El fútbol sala empieza a alzar la voz en Vista Alegre

Jugadores del Itea y el Jaén antes del partido | TONI BLANCO
El Itea Automatismos, máximo representante de la capital, tutea a un Jaén campeón de España (1-3) ante medio millar de espectadores en el Palacio de Deportes

Algo se está cociendo en Vista Alegre y no huele nada mal. El Itea Automatismos, que compitió la pasada temporada con el nombre de Minuto 90 y que nació como Futsal Córdoba, enseñó sus hechuras a la afición local en un conmovedor partido ante el Jaén Paraíso Interior, vigente campeón de la Copa de España, que vio como un amistoso de verano se transformaba en una auténtica tortura. El marcador final señalaba un 1-3 para los visitantes, que entendieron pronto que la tarde no iba a ser plácida para ellos. Se adelantaron a los 65 segundos de partido y, seguramente en su fuero interno, hicieran apuestas sobre la magnitud de la goleada que le iba a caer encima al equipo cordobés. Luego pasó lo que pasó. El marcador señaló una derrota, pero el personal salió de Vista Alegre con la efervescente sensación de haber visto un triunfo.

El equipo de Antonio Arellano tiene un buen puñado de virtudes, pero sobre todas sobresale una: el orgullo. Lo demostró ante un adversario repleto de talento, de una categoría muy superior. Ahora su carismático técnico tendrá la tarea de hacer entender a su grupo que no debe perder ese talante rebelde para afrontar el desafío de la temporada en Segunda B, una división en la que se estrenan después de haber logrado el ascenso en el curso anterior. La motivación ante las estrellas del Jaén se multiplicó por el hecho de ser el estreno ante la afición local que, pese a lo intempestivo de la fecha, acudió en buen número -más de medio millar largo- a las gradas del Palacio de Deportes. La familia del fútbol sala arropó a la del añorado José Luis del Prado, cuya viuda e hijos asistieron con emoción a la segunda edición del memorial.

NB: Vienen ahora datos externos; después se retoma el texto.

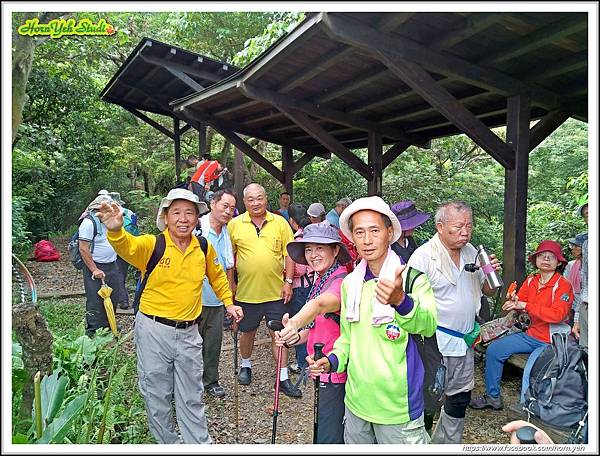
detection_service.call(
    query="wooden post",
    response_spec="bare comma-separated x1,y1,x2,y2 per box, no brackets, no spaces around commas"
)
233,147,245,212
367,131,383,196
281,146,294,198
198,123,208,159
173,117,181,182
503,95,531,285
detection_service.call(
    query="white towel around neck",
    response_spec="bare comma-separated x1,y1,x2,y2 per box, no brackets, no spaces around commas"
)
346,248,401,326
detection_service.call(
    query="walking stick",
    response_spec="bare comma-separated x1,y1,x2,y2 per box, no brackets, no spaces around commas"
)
267,320,284,444
313,342,324,443
231,322,240,443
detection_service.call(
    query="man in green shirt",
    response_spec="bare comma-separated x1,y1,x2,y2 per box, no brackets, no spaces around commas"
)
309,196,437,444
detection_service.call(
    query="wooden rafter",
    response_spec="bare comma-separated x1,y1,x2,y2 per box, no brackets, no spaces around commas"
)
238,82,427,144
322,13,565,109
275,105,371,179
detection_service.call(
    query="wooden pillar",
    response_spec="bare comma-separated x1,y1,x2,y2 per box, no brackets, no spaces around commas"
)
367,131,383,196
281,146,294,198
233,147,245,212
173,117,181,182
198,123,208,158
503,95,531,286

En lo deportivo, buenos apuntes. La diferencia técnica entre los equipos se neutralizó con la excelente disposición del Itea, que encajó gol muy pronto y se repuso para empatar a los siete minutos con la firma de David Leal. Después, tras muchos minutos con el marcador equilibrado y con un creciente nivel de intensidad en la pista, donde se sucedieron piques, encontronazos y malas caras, cuando restaban siete minutos del final, el Itea pudo adelantarse, pero la ocasión se fue al limbo. En la siguiente acción, el Jaén fabricó un bello 1-3 y sentenció. El público aplaudió con ganas. No hay mejor termómetro para saber si uno hizo lo que debía en la cancha.

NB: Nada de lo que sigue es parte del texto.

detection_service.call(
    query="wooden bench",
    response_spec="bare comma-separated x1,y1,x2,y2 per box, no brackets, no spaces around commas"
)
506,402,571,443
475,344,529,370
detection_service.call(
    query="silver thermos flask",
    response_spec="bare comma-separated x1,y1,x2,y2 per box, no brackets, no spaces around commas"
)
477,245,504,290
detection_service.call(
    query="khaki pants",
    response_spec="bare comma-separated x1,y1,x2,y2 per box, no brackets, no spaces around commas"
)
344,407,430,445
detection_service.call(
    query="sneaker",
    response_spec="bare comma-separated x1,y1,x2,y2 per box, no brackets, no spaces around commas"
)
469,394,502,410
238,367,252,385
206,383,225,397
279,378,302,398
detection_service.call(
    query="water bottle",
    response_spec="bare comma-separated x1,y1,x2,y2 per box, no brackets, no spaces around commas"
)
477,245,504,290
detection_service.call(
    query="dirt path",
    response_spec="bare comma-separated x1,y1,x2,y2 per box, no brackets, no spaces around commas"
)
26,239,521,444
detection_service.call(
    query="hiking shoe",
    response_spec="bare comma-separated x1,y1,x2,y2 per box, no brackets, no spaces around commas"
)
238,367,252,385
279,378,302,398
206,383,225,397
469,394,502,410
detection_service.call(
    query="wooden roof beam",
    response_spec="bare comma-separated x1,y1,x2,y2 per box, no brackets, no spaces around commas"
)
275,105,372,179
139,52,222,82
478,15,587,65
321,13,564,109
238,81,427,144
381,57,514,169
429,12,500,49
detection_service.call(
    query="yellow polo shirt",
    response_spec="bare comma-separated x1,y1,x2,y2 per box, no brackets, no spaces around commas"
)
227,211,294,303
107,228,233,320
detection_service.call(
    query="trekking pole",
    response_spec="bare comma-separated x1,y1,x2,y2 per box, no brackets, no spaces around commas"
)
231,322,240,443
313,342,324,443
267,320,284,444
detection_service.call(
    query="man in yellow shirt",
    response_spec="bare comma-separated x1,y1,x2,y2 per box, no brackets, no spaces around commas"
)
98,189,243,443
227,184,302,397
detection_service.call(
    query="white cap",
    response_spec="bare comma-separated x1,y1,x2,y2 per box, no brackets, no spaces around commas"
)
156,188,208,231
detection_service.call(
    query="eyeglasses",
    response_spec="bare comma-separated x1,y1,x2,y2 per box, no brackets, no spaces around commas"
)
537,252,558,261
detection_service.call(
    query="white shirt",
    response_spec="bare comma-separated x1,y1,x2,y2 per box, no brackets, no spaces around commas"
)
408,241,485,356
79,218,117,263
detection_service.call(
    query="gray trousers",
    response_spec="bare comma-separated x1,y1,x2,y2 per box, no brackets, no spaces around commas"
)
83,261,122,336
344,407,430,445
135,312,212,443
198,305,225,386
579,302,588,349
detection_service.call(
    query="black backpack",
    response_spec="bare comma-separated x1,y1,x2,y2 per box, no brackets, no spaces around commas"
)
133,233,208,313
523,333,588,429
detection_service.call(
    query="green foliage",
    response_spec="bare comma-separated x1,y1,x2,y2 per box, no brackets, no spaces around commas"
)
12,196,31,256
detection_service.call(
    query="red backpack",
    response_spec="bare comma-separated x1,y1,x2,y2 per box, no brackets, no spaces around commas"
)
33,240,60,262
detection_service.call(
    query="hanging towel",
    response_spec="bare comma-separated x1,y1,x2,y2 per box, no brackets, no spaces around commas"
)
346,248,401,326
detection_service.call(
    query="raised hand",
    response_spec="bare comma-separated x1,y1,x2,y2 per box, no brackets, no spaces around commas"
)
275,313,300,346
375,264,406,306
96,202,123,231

Desde el palco, el alcalde accidental Pedro García y el presidente del IMDECO, Antonio Rojas, comprobaron que hay un club que está hambriento por escalar peldaños en su deporte. Con ellos estaba José García Román, presidente del club y aventurero guiado más por los dictados de su pasión que por las leyes de la lógica. Todos hablaban de futuro partiendo de la añoranza. Los más nostálgicos recordaban la última vez que se llenó Vista Alegre para un partido de fútbol sala: fue hace ya muchos años, en una eliminatoria en la que el extinto Grupo Pinar Adecor se enfrentaba por el ascenso al FC Barcelona. Había un nexo de unión en la cancha. El entrenador del Jaén, Dani Rodríguez, fue uno de los miembros de aquella etapa gloriosa del fútbol sala cordobés.

Un campeón pasó por Vista Alegre. Ahora vuelve la realidad para el equipo de Antonio Arellano, que lleva dos semanas entrenando para debutar en una categoría que está a años luz de la de un rival al que opuso resistencia. En el Jaén figuraban jugadores como Boyis, natural de Doña Mencía, o Solano -que no actuó por lesión-, de Bujalance. Como en tantos otros deportes, los productos locales los disfrutan otros. Es lo que hay. En la próxima temporada puede haber hasta doce futbolistas de Córdoba en la máxima categoría del fútbol sala nacional, con tres internacionales absolutos. Este deporte, con honda tradición en la provincia, sigue generando talentos. Había quien fabulaba con la posibilidad de tenerlos a todos juntos aquí, en casa... De fondo sonaba un clásico de The Smiths: What difference does it make? (¿Qué diferencia hay?).